Na parte que tange apenas softwares eu concordo em partes com o Abu. Principalmente quando se fala na complexidade de acabar com os produtos piratas de uma vez por todas. Eu diria que seria impossível por meios violentos ou impostos por leis resolver tais questões. Só com educação, empregos e estruturas fortes de conscientização poderia se reduzir esta realidade que, diga-se de passagem, não é só no Brasil. Tanto é que até as leis são flexíveis neste caso. veja:
Não fui eu que disse, ESTÁ NE LEI!!
A pirataria, embora esteja presente na realidade brasileira não é bem compreendida por todos, pois além da aplicação desse crime ser equivocada, divulga-se ser crime toda utilização de obra intelectual sem expressa autorização do titular.
O Código Penal dispõe ser crime contra a propriedade intelectual nos termos do artigo 184, in verbis:
Art. 184. Violar direitos de autor e os que lhe são conexos: (Redação dada pela Lei nº 10.695, de 1º.7.2003) Pena - detenção, de 3 (três) meses a 1 (um) ano, ou multa. (Redação dada pela Lei nº 10.695, de 1º.7.2003)
§ 1o Se a violação consistir em reprodução total ou parcial, com intuito de lucro direto ou indireto, por qualquer meio ou processo, de obra intelectual, interpretação, execução ou fonograma, sem autorização expressa do autor, do artista intérprete ou executante, do produtor, conforme o caso, ou de quem os represente: (Redação dada pela Lei nº 10.695, de 1º.7.2003) Pena - reclusão, de 2 (dois) a 4 (quatro) anos, e multa. (Redação dada pela Lei nº 10.695, de 1º.7.2003)
§ 2o Na mesma pena do § 1o incorre quem, com o intuito de lucro direto ou indireto, distribui, vende, expõe à venda, aluga, introduz no País, adquire, oculta, tem em depósito, original ou cópia de obra intelectual ou fonograma reproduzido com violação do direito de autor, do direito de artista intérprete ou executante ou do direito do produtor de fonograma, ou, ainda, aluga original ou cópia de obra intelectual ou fonograma, sem a expressa autorização dos titulares dos direitos ou de quem os represente. (Redação dada pela Lei nº 10.695, de 1º.7.2003)
§ 3o Se a violação consistir no oferecimento ao público, mediante cabo, fibra ótica, satélite, ondas ou qualquer outro sistema que permita ao usuário realizar a seleção da obra ou produção para recebê-la em um tempo e lugar previamente determinados por quem formula a demanda, com intuito de lucro, direto ou indireto, sem autorização expressa, conforme o caso, do autor, do artista intérprete ou executante, do produtor de fonograma, ou de quem os represente: (Redação dada pela Lei nº 10.695, de 1º.7.2003) Pena - reclusão, de 2 (dois) a 4 (quatro) anos, e multa. (Incluído pela Lei nº 10.695, de 1º.7.2003)
§ 4o O disposto nos §§ 1o, 2o e 3o não se aplica quando se tratar de exceção ou limitação ao direito de autor ou os que lhe são conexos, em conformidade com o previsto na Lei nº 9.610, de 19 de fevereiro de 1998, nem a cópia de obra intelectual ou fonograma, em um só exemplar, para uso privado do copista, sem intuito de lucro direto ou indireto. (Incluído pela Lei nº 10.695, de 1º.7.2003)
Daí extrai-se que a mera reprodução, seja ela parcial ou integral, por si só, não é ilícita, pois deve vir acompanhada do "intuito de lucro". Portanto, a cópia não autorizada não configura crime, porque a conduta ilegal implica no comércio clandestino e não na cópia para uso privado.
Dessa forma, o mais coerente seria denominar pirata apenas as cópias feitas com intuito de lucro, direto ou indireto.

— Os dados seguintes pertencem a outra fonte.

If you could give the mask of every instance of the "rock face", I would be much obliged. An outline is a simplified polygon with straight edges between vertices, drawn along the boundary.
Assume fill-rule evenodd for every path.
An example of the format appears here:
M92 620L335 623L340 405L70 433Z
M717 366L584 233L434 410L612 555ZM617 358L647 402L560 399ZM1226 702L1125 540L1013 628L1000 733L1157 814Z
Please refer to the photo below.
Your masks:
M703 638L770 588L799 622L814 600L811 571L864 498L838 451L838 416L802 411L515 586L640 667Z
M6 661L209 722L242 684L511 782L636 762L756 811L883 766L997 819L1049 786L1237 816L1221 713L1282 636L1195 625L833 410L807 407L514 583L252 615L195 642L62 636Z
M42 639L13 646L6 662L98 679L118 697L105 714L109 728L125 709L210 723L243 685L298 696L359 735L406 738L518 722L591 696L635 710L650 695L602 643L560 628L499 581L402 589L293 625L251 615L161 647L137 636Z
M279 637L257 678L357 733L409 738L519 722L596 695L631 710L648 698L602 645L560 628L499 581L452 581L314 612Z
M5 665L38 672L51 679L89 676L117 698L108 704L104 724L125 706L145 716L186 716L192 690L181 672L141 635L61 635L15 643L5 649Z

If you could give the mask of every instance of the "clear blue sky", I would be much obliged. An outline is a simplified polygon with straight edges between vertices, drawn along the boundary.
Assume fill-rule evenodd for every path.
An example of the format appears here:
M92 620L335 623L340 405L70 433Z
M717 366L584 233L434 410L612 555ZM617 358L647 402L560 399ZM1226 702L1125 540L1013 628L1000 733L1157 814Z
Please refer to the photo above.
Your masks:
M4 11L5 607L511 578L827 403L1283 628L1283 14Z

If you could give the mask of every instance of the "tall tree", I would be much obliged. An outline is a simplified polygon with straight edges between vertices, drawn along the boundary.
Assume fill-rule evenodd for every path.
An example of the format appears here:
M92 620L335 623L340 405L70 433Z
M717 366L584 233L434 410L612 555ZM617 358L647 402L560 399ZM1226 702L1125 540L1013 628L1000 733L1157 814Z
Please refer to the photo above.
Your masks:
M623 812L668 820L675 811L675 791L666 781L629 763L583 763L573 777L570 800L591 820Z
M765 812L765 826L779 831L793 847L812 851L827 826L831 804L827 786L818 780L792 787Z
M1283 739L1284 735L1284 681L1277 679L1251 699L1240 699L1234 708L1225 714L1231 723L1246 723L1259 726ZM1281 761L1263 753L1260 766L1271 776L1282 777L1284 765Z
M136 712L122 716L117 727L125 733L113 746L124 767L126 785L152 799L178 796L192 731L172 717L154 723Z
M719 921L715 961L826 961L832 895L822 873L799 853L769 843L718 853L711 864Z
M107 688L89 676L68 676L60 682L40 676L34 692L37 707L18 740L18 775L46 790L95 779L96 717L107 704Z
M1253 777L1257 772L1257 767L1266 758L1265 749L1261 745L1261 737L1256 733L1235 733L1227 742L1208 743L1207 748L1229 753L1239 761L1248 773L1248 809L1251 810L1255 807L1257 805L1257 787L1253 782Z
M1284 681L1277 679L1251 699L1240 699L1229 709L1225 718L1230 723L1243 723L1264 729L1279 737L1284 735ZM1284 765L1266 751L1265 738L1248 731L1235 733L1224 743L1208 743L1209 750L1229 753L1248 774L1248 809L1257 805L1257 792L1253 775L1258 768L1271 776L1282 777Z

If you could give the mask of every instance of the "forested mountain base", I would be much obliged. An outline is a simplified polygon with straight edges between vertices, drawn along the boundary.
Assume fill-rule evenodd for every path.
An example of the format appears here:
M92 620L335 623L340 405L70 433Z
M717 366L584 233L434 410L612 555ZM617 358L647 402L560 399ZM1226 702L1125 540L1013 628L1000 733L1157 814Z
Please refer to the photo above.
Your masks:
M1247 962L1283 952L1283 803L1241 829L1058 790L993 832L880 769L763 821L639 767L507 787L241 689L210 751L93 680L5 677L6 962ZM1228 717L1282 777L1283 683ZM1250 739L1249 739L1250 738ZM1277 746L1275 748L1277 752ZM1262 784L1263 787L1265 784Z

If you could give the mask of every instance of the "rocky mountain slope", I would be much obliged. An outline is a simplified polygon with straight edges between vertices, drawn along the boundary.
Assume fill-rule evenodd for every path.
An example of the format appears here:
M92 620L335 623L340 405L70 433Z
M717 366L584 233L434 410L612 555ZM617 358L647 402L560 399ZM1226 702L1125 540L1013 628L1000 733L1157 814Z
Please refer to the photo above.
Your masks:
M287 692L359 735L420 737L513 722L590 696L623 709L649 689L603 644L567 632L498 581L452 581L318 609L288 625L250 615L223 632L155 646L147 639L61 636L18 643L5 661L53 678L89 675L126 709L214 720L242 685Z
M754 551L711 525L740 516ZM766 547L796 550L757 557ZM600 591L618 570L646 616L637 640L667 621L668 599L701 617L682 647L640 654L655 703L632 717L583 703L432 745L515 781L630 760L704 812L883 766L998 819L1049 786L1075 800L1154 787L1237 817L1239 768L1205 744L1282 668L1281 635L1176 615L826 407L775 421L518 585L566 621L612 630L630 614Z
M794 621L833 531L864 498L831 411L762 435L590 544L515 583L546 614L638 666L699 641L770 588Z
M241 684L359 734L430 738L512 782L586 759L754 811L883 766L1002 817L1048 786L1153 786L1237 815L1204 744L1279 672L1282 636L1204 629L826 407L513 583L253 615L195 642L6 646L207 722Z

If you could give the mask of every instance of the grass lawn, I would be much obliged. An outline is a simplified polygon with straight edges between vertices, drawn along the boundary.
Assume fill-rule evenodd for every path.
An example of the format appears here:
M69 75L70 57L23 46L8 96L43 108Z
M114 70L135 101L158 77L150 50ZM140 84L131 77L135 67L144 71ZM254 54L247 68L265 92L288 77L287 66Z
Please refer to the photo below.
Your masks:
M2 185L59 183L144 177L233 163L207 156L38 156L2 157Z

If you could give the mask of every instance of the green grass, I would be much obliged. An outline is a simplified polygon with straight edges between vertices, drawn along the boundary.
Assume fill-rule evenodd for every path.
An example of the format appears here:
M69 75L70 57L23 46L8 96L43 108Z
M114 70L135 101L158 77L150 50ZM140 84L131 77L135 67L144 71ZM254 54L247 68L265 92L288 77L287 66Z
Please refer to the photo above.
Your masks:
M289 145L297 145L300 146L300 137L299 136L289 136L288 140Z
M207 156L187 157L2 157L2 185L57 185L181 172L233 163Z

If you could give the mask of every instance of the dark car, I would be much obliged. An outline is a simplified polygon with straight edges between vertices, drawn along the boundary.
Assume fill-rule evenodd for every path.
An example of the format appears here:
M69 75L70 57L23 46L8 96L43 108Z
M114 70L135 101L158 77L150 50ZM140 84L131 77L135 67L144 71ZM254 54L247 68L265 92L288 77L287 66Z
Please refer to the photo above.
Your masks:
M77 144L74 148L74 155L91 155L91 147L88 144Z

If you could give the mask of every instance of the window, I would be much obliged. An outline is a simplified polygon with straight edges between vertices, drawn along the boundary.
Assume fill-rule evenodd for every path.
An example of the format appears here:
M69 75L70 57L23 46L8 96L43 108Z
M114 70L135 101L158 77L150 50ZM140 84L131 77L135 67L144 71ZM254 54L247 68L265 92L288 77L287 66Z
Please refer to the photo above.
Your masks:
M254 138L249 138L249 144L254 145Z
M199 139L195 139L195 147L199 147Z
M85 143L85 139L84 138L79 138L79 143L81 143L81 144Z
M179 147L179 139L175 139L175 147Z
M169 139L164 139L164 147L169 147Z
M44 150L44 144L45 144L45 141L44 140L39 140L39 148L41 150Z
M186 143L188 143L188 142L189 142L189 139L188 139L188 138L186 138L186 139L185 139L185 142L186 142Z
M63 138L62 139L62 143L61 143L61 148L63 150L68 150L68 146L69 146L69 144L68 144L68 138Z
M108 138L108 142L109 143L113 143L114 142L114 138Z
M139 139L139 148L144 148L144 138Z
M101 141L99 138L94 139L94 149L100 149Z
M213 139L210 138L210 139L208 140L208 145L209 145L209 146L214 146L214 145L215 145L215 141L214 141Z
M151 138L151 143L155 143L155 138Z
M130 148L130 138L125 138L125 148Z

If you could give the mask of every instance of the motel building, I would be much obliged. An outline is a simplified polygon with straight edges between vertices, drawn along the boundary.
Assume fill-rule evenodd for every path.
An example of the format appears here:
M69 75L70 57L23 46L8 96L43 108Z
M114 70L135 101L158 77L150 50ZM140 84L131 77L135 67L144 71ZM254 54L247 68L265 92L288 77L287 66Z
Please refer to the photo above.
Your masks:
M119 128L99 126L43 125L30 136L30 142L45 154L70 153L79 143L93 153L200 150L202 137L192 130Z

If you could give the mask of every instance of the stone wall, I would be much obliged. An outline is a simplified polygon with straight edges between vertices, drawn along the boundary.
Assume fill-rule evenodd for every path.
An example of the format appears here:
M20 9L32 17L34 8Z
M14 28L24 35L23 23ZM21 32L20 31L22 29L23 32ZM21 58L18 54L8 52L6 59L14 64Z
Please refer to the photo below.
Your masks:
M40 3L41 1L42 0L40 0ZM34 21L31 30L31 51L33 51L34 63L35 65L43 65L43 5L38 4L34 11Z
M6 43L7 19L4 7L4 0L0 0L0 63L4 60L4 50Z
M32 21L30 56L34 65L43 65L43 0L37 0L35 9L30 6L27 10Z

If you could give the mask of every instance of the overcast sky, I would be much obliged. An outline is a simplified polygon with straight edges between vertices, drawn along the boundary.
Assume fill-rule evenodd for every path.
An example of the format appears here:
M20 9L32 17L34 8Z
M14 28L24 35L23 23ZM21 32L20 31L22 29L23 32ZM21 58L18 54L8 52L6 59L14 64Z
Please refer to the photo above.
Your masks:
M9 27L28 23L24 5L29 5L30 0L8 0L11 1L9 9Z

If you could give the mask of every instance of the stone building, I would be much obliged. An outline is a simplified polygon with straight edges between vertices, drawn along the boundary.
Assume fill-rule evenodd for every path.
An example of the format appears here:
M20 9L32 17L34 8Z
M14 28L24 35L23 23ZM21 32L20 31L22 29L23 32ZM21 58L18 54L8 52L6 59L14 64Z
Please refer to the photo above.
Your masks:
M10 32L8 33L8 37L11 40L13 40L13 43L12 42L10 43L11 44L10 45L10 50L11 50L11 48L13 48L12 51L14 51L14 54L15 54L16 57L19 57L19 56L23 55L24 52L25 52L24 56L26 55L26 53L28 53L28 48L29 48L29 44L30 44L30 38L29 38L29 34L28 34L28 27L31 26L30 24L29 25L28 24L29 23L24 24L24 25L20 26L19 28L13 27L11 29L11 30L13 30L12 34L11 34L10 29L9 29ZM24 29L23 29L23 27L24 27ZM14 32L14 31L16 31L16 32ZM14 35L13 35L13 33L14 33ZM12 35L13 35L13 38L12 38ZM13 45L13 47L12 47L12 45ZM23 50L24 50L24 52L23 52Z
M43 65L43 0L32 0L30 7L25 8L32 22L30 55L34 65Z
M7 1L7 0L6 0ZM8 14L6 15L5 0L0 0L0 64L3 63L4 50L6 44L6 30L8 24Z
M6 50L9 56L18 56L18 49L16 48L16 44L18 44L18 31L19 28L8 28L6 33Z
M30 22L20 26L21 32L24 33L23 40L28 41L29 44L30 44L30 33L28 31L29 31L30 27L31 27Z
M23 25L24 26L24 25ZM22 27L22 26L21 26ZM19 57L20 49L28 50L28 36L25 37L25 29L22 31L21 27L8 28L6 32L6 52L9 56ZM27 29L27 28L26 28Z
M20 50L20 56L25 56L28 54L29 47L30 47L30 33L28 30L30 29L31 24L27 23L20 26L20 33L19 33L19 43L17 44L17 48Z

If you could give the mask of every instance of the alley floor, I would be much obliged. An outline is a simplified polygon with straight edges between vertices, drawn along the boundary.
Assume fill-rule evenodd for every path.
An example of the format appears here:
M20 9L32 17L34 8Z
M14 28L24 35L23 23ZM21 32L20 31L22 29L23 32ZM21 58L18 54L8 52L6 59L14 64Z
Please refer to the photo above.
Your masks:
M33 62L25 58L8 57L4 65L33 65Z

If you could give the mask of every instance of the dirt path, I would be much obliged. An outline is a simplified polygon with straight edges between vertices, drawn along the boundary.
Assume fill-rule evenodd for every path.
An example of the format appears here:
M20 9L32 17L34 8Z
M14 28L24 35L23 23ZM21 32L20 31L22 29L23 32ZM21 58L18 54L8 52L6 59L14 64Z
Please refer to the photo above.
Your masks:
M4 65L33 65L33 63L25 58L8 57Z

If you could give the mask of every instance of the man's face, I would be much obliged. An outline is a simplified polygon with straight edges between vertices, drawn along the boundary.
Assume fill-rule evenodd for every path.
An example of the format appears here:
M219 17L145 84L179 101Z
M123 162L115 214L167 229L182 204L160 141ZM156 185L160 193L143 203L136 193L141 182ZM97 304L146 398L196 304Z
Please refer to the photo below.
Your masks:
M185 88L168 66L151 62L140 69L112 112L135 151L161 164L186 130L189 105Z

No que tange ao lucro indireto, não significa na economia obtida na compra de produtos "pirateados", mas sim quando gravações de shows, por exemplo são exibidas em estabelecimentos comerciais sem que tal reprodução, ainda que gratuita, fosse autorizada.
Ressalte-se que, a cópia não autorizada adquirida no comércio paralelo para o uso privado e sem intuito de lucro, também não pode ser considerada pirataria, vez que se trata de conduta atípica.
Resumo da pescaria: Uma vara com dois idiotas, um em cada ponta.